Not much secret that my favorite butterfly is the Mourning Cloak Butterfly. Many have read of that surreal experience I had just weeks after the loss of Frieda A”H. That Mourning Cloak unsettled me, and I admit that I was unable to suppress tears that day. Whenever I am fortunate enough to again see a Mourning Cloak, I am instantaneously moved, much. Butterflies can do that, no?
Asked what is my #2 favorite butterfly, here I’m forced to think. Candidates for that distinction are the Great Purple Hairstreak, the Milbert’s Tortoiseshell, the Compton Tortoiseshell, the White M Hairstreak, the Two-Tailed Pasha (the HolyLand) and the Tawny Emperor.
Here’s a gorgeous Tawny Emperor butterfly, dazzling my eyes in a sea of browns and tans. At Raccoon Creek State Park in southwestern Pennsylvania, just 8 hours from Broadway, New York, New York.

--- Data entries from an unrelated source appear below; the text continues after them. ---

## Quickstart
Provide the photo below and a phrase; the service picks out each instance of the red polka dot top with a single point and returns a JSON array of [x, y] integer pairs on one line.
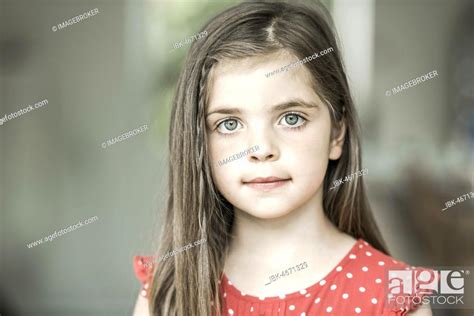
[[357, 285]]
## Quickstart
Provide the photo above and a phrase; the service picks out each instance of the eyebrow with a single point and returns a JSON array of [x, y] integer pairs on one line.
[[276, 108]]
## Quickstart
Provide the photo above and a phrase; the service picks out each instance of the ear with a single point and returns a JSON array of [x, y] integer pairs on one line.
[[335, 147]]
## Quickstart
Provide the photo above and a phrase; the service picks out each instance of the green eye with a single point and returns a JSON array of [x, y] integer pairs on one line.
[[230, 125], [291, 119]]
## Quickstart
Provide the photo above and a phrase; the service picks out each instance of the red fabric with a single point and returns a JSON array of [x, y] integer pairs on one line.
[[144, 267], [357, 285]]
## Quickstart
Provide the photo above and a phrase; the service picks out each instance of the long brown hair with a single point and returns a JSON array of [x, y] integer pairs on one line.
[[186, 284]]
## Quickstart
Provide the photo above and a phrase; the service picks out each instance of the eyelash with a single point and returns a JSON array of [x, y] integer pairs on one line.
[[286, 126]]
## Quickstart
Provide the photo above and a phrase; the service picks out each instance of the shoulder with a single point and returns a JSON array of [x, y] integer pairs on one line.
[[144, 268], [141, 307], [374, 277]]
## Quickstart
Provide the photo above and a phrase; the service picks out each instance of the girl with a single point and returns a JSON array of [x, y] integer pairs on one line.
[[278, 240]]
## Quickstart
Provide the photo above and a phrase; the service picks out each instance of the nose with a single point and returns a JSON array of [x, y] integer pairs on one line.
[[266, 149]]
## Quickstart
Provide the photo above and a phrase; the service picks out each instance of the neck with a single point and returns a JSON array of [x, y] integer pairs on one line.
[[261, 247]]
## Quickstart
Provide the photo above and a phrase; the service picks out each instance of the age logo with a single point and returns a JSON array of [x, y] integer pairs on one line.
[[426, 286]]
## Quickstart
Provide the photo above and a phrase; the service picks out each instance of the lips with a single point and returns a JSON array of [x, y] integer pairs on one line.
[[266, 183]]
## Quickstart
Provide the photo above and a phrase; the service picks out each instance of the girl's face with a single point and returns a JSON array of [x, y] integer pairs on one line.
[[285, 118]]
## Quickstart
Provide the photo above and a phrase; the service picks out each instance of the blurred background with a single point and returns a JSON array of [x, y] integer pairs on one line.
[[117, 71]]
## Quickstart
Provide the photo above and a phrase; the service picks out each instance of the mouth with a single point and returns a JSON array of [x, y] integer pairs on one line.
[[267, 183]]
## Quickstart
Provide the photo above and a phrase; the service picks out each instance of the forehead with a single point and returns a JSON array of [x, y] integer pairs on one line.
[[242, 82]]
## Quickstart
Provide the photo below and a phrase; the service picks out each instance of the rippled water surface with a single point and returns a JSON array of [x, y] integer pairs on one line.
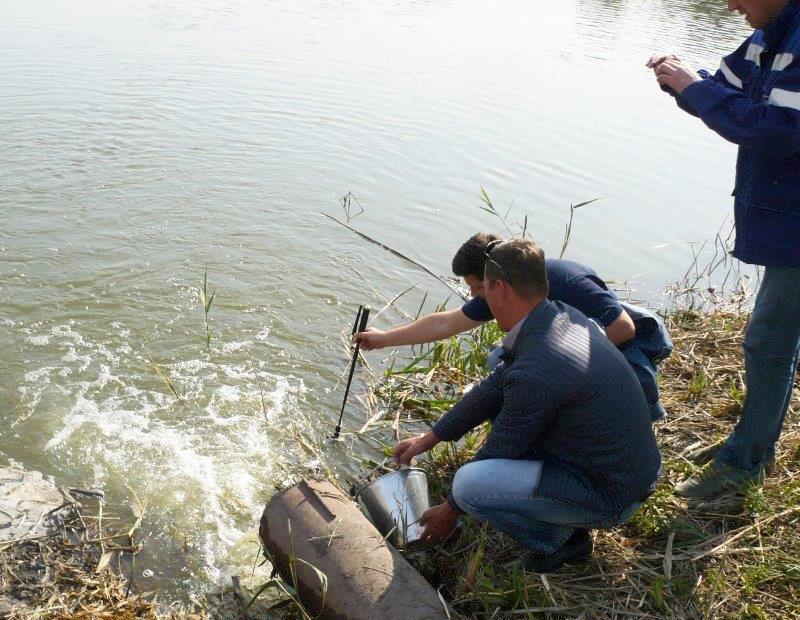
[[141, 142]]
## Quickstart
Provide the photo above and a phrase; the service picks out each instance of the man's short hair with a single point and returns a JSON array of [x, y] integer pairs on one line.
[[519, 262], [470, 258]]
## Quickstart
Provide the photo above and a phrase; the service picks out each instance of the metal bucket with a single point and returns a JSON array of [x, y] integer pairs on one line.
[[395, 503]]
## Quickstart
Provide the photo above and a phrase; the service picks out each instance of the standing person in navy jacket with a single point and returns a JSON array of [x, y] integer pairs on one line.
[[753, 100]]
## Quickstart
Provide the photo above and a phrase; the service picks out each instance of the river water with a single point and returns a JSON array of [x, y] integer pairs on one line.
[[142, 142]]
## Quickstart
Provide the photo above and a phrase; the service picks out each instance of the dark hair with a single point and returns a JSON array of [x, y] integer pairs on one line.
[[470, 258], [519, 262]]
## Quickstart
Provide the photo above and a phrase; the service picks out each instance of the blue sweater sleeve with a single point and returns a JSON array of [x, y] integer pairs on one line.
[[526, 411]]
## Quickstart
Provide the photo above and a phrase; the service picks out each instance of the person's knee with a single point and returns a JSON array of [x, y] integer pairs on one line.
[[469, 485]]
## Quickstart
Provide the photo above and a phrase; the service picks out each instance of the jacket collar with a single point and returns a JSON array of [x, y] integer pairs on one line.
[[529, 324]]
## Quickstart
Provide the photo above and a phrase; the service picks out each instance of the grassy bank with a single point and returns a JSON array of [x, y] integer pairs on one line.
[[736, 557]]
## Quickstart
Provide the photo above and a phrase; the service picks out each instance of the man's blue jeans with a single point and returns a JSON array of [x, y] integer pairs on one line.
[[771, 349], [502, 492]]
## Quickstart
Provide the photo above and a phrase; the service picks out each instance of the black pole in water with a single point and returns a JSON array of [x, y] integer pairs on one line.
[[359, 326]]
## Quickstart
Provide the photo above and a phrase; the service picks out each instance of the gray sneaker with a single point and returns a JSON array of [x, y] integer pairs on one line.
[[715, 479], [706, 454]]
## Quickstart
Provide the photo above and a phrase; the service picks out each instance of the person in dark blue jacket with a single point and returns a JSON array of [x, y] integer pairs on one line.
[[570, 447], [753, 100], [637, 332]]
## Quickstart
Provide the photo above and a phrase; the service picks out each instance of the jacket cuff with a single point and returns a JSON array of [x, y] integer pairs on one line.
[[701, 96], [445, 431], [452, 501]]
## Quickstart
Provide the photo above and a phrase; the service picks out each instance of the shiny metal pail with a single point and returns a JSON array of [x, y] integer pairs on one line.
[[395, 502]]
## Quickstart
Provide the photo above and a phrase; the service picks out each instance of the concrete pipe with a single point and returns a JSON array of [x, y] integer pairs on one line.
[[313, 527]]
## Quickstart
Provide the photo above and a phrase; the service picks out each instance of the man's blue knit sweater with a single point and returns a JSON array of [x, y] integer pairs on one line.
[[566, 396]]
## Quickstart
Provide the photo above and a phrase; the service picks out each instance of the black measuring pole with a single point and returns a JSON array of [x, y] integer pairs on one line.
[[359, 326]]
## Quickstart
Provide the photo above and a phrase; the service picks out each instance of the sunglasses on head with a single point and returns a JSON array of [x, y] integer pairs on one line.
[[487, 253]]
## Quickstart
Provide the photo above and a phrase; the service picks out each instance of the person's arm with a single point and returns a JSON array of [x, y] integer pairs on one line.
[[429, 328], [772, 125], [589, 294]]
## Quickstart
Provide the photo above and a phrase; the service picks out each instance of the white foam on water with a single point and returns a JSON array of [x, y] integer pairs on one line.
[[202, 463], [263, 335], [232, 347]]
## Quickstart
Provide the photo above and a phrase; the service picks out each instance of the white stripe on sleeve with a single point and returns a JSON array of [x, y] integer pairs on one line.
[[782, 61], [754, 53], [729, 75], [784, 99]]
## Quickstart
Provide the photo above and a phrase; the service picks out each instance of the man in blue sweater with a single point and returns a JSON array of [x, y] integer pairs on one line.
[[571, 447], [753, 100], [638, 333]]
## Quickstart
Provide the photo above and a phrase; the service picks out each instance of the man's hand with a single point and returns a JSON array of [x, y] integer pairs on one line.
[[673, 72], [438, 521], [371, 339], [409, 448]]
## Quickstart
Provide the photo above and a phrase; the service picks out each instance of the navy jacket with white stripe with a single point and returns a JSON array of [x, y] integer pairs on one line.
[[753, 100]]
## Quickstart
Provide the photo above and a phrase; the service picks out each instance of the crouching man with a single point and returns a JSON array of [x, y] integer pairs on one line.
[[571, 447]]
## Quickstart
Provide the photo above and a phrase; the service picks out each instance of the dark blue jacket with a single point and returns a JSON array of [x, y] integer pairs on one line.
[[753, 100], [566, 396], [645, 351]]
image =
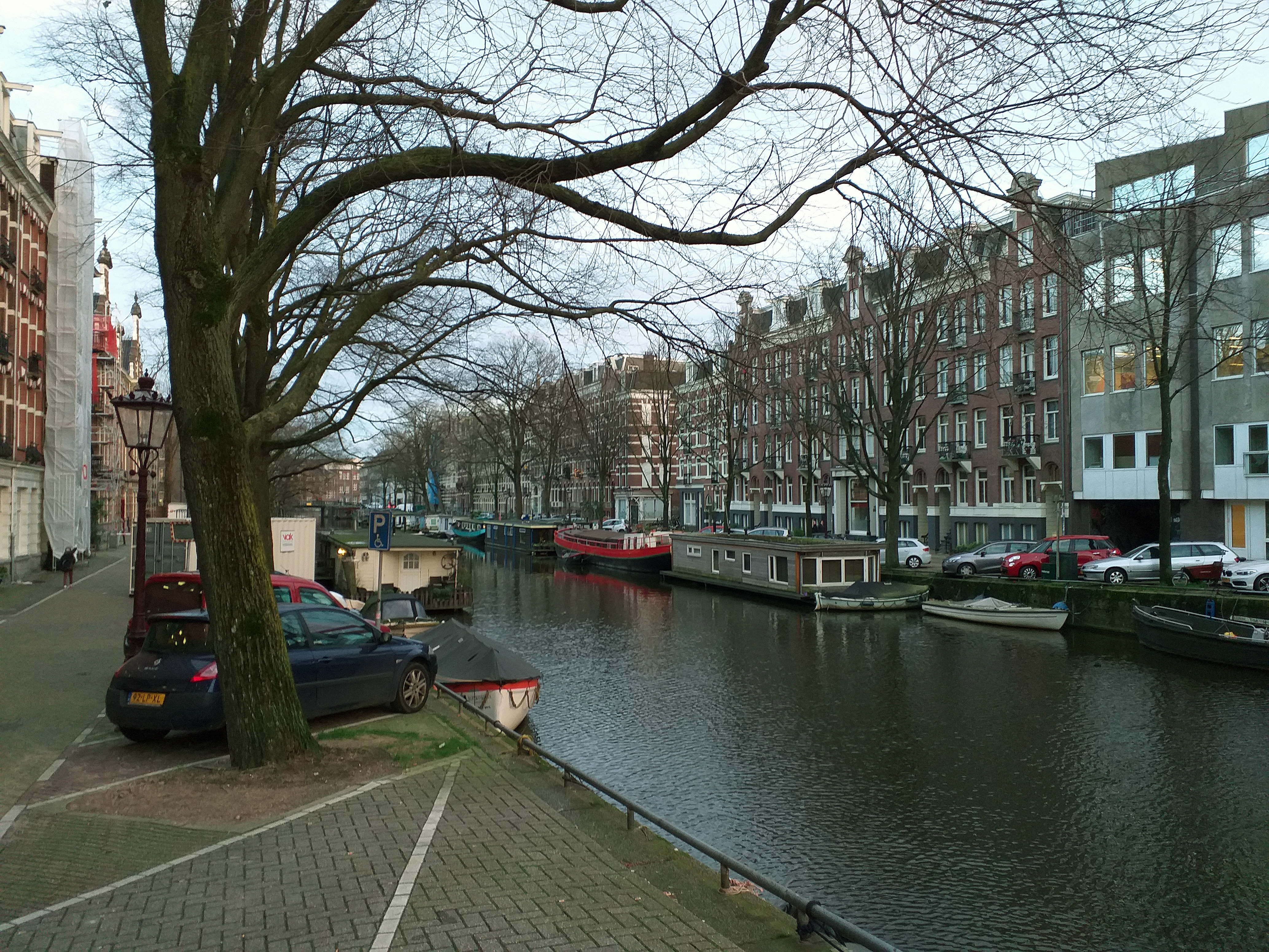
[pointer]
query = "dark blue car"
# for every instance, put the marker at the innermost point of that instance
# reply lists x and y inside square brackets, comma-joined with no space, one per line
[339,661]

Glassberg’s A Swift Guide to the Butterflies of North America introduces you to 16 Long -tail Skipper butterflies, historically seen in the continental United States. That’s a whole lot more Long-tail skippers than I’ve seen to-date. Most of those I’ve not yet seen fly in the southwestern United States.
This is the Long-tailed skipper butterfly that I’d see occasionally in the southwestern Pennsylvania area. This Long-Tailed Skipper Butterfly (Urbanus proteus) is seen daily here in middle Georgia. It’s one of those butterflies that make you smile, and I do when I see my first Long-tail each morning. Why do I smile when I see them? This one here is is a bit worn, but me? I just love when they fly in to where I’m searching for butterflies, and next they take a perch, much like our cat Jasmine seems to like being near me, but always keeping a bit of distance.
Where’d I meet this one. In the Butterflies and Blooms Briar Patch Habitat I in Eatonton, Georgia, in middle Georgia’s Piedmont region.
Long-tailed Skippers bring it on.
Me? I often enjoy reminiscing, enjoy meeting up again with images that please me. This morning I considered several, and this one came up the leader, an image that so reminds me of good, fruitful days.
Spying on a Northern Pearly-eye Butterfly basking in the early morning sunlight’s rays is a rarity. Approaching without him fleeing is even more unlikely, and copping a good image, before he flees? Near to impossible. Truth be told, I’ve seen few images of such.
His dorsal ‘eyes’ are vivid and brightly bordered by sweet yellow. The 4th hindwing eye can be seen on both hindwing. Wing surface detail is good and head and antennae look good too.
At Raccoon Creek State Park in southwestern Pennsylvania. Jeff loved that day.
Sometimes I review my images and I’m pleased that I have some that are just plain unusual, “rare.” Jeffrey Glassberg in A Swift Guide to the Butterflies of North America notes that this Leonard’s Skipper butterfly is “LR-U,” locally rare to uncommon. Good, for I remember when and how I scored this sweet image.
It was well into September at Raccoon Creek State Park in Southwestern Pennsylvania. I wanted to go there that morning, but had an internal debate, ‘Why go when it was so late in the season and everything that could be seen by me, was?’ I went.
She flew onto a mowed trail in Doak’s 100+ acres meadow. ??????? What was she? I’d never seen such a sweety before. And she was a stunner!!
She my first Leonard’s. A rare skipper that first appears in very late summer!
A rare American skipper butterfly, and . . . Never say never! Thanks Fuji, for your Velvia slide film caught her lush color just fine.
Photographing butterflies necessitates lots of time in the field. Searching, scouring, and even cajoling those reluctant winged beauties to leave their hiding places, and allow themselves to be photographed. Scores of hours are spent working the same trails. Trails that you know and enable you to anticipate where you will score good butterfly images.
You become familiar with those favorite trails. Your eyes know them. When something ‘different’ appears, those same trained eyes notice it. Spring in Raccoon Creek State Park, in southwestern Pennsylvania brings these ‘What is that!’ wildflowers. I spot them in a nanosecond. All else is browns, evergreen greens and nascent soft greens. Indian pipe is white, white, white. You’re almost tempted to have pity on these tiny little waifs, as in ‘Who or what has done this to you?’
They’re kind of friends of the Spring hiker, and their appearance each year, along wet trail margins, is comforting, reassuring. They force you to remember your old high school Biology: Plants use their chlorophyll to produce food. Find a plant like these, Indian pipes, and know that they must have some alternative method of manufacturing carbohydrates (food). How do they do that? They grow where they have found rotting plant material, and they intake those newly freed materials, converting them to usable food. ‘Nough said?
I smile when I see Indian pipe. They look so delicate, fragile. There they are, out there in the wild, not so delicate or fragile. Independent, earnest and successful. They also get an ‘A’ for causing the casual hiker to delve through sooo much stored in the head Biology.